This site has been around for over 16 years now, and a lot has changed in the world during that time. I’m currently working on an overhaul and wanted to give everybody an idea of what I’m thinking about and why there has been little activity. In light of recent developments, here are also some good ways to follow good old-fashioned blogs and an alternative to Twitter.
When I first started writing this post to go out on the actual birthday of the site, October 1, I was planning on turning it into a static site with no comments, but better organization and still an RSS feed that would update when I added new things (see below).
I’m now rethinking this, but I am definitely going to reorganize the content, and change the layout and theme to make it easier to navigate. First, all current content will be moved into an archive (with redirects from the current URL of course). The idea is make clear what is old, and also turn off comments for those posts since all I get there is spam.
I will then turn a selection of useful content into little collections that will be easier to navigate and consume, and I will bring those up to date if necessary. I know people use my site for teaching, so I want to make sure it stays relevant and useful. The same thing is true for people finding it through search, etc.
The new structure will also have project pages of some sort that I’m still designing to have better landing pages for videos, papers, etc. This will also include moving the papers from my Kosara.net website over here (that site is purely a list of my papers these days).
As for the design, I have a few sketches and I’ve started building the new site using Svelte, but I’m now wondering if I should stick with WordPress after all.

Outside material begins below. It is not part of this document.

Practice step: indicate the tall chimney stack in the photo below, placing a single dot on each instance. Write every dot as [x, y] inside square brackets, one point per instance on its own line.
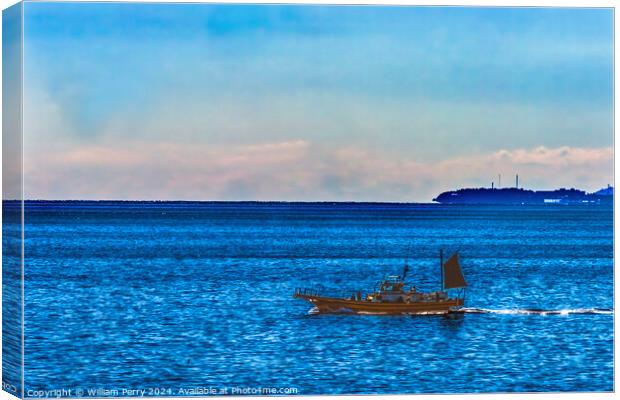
[517, 184]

One of the motivations for this change had been to move the site to a serverless host and get rid of my virtual private server, but I guess that’s not going to happen if I stick with WordPress.

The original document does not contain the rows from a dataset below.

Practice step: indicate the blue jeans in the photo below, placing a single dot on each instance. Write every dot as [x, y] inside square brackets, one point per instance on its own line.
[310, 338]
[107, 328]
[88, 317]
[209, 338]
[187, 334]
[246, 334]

So there are still decisions to be made, but I hope that by the end of the year, this site will look and feel quite a bit different, and next year I hope to have some more regular (though not very frequent) updates.
Following Blogs and People Without Social Media
It’s kind of sad that social media ended up becoming the way to stay informed about things happening with people or any sort of “content.” Before Twitter, there was RSS (and before RSS, there was email, I’ll get to that). RSS feeds are great because they’re extremely simple and you can follow as many as you want, and just the ones you want. All you need is a way to consume them, or a reader app. I like Reeder on macOS and iOS, but there are also free ones like Feedly.

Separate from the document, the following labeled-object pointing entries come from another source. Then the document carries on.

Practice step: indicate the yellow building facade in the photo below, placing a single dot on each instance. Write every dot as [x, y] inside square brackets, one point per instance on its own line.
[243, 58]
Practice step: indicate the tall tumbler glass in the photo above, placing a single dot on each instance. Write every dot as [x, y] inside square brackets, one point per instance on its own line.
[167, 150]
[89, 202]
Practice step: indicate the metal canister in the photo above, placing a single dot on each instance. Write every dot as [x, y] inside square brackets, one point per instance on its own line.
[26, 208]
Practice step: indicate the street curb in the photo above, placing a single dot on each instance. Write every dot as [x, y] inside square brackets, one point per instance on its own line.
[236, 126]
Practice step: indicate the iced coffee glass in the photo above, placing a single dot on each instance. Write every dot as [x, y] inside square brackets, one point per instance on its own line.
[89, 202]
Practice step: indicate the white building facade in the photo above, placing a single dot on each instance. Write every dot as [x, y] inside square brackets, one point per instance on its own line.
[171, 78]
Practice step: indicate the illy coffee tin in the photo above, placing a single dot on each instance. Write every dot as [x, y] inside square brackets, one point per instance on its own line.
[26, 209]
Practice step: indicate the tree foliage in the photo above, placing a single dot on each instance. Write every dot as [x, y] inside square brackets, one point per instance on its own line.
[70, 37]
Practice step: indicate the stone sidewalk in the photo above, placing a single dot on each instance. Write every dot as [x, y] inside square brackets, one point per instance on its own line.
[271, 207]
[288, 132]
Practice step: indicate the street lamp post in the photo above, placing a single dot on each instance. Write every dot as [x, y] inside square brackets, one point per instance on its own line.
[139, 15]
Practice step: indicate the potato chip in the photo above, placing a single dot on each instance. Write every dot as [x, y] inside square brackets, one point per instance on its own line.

And then there’s good old-fashioned email. Email newsletters have become sort of thing over the last couple of years, though I’m a bit skeptical that they will be sustainable by themselves in the long run. You can subscribe to many websites and blogs, including this one, via email though (check the sidebar). I’m actually surprised that almost 3,000 people are doing this in my case, but it shows that this is something people want.
All of this is to say, we don’t have to depend on centralized places like Twitter to share and stay up to date. Web 2.0 really wasn’t so bad, and it’s still around.
Twitter Alternative Mastodon
A good number of people I follow have recently set up accounts on a distributed social network called Mastodon. For better or worse, it’s not a Twitter clone but rather a different approach to social networking (I’ve seen it described as the Linux of social networks, which strikes me as painfully accurate).
Since I follow mostly data vis and HCI folks, I see many of them on vis.social, and that’s also where I am. There are many other Mastodon instances out there however, and you can follow people across them (this is called federation). It’s all more tech-focused than it should be, but it’s not very difficult to figure out.
There’s also a great website called Debirdify that connects to your Twitter account and shows you Mastodon account names of people you follow on Twitter, and which instances they’re on.
All that said, I’m not leaving Twitter just yet and I don’t think it’s necessarily doomed to fail (as many people seem to assume). The next months will be rough, but it might come back as a viable platform – we’ll see.
Where I Am
I haven’t been very active on Twitter for the better part of a year, and I’m probably not going to spend huge amounts of time on either Twitter or Mastodon going forward. Once I have worked my way through the site redesign, I do want to blog and keep things updated more often than I have, though. I also have bits and pieces for several videos that I need to finally put together and get out.
I’ve been spending a lot more time on Discord lately, specifically some servers dedicated to making music and synthesizer nerdery. I picked up music making as my pandemic hobby, and I’ve gotten more into it, which naturally eats into the time I have to spend on other things. I’m going to link to some of my efforts there from here and Twitter eventually, but this site will stay focused on data visualization.
It is nice to have this site to fall back on, even if it doesn’t have the reach it once had. But it has been around for a while, and I hope to keep it around, and relevant, for a while longer.